Manuel Martín Jr. (December 16, 1934 - September 28, 2000) was a Cuban theatre director.

==Biography==
Manuel Martín Jr. was born December 16, 1934, in Artemisa, Cuba. He attended La Inmaculada Concepción Grammar School and the Escuela Pública No. 1 in Artemisa, and completed three years at the Escuela Profesional de Comercio. He left Cuba for the United States on October 27, 1956, and graduated from Hunter College in Manhattan with a bachelor's degree in theater and film.

Martín founded Teatro Duo/Duo Theatre with Magaly Alabau in New York City in 1969. The theater was dedicated to producing works in both English and Spanish. In January 1973, Teatro Duo performed in a bilingual production, directed by Martín, of Tom Eyen's White Whore and the Bit Player / La Estella y La Monja at La MaMa Experimental Theatre Club. The Spanish version featured Alabau as La Estrella and Graciela Mas as La Monja, and the English version featured Candy Darling as the whore and Hortensia Colorado as the nun. Martín directed the same production in February 1973 at the Theatre at St. Clement's.

In June 1973, Martín directed Teatro Duo in his play Francesco: The Life and Times of the Cencis. The work-in-progress production featured music by Cuban composer Enrique Ubieta and performances by Martín, Alabau, Hortensia Colorado, and Graciela Mas, among others.

In addition to his directing, Martín is best known as the playwright of Rita and Bessie, Swallows, and Union City Thanksgiving, the latter of which was published in a Cuban theatre anthology by the Department of Cultural Affairs, Madrid, Spain, in 1992. His plays have been produced at the Latino Festival, New York Shakespeare Festival, INTAR, and La MaMa.

He received a Cintas Fellowship for literature in 1985; the New York Foundation for the Arts award for playwriting in 1986, 1987, and 1991; and a Fulbright Fellowship for playwriting in 1987. He was a member of the INTAR Playwrights in Residence Laboratory in New York.

In 1992, he was translator and adapter for the Colgate-Palmolive program "Dr.

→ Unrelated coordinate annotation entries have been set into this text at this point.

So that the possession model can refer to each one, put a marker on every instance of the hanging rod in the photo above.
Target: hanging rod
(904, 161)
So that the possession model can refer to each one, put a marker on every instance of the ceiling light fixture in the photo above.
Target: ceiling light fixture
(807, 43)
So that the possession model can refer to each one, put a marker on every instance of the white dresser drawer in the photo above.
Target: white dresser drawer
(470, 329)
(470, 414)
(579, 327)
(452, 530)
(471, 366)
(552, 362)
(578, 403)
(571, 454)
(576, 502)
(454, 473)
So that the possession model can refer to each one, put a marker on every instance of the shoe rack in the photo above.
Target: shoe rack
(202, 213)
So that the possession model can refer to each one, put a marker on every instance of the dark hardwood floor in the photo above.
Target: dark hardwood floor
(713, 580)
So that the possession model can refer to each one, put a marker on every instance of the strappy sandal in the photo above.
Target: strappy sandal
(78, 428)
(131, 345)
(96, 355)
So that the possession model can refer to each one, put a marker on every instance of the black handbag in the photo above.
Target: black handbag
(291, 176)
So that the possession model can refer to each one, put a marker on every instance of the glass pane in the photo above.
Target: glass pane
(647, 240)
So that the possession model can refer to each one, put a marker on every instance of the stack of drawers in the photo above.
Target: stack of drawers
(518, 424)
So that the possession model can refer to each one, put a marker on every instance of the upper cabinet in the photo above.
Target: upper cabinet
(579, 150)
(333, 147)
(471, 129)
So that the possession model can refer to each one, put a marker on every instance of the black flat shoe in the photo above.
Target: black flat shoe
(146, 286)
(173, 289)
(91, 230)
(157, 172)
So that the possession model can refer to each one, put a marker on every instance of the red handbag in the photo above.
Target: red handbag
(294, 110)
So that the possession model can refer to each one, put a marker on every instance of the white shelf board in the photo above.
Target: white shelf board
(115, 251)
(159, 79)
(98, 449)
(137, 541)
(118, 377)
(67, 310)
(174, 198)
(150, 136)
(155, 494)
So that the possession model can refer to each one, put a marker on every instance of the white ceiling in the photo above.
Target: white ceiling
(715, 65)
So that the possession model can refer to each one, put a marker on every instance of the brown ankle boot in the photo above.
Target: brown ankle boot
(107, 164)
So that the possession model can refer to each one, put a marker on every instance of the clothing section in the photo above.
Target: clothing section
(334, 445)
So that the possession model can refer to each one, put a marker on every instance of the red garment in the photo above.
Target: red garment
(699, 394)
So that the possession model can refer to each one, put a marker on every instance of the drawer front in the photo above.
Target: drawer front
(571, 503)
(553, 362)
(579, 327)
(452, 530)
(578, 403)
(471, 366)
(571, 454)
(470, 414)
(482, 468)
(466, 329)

Goodmouth", through the UniWorld Group. His children's play with music, The Legend of the Golden Coffee Bean, was included in ¡Aplauso!, an anthology of Hispanic children's theater (Arte Público Press, 1995). Martín instructed drama workshops in New York and in Puerto Rico, and presented at conferences in New York, Miami, and Paris.

He lived in New York City until his death on September 28, 2000.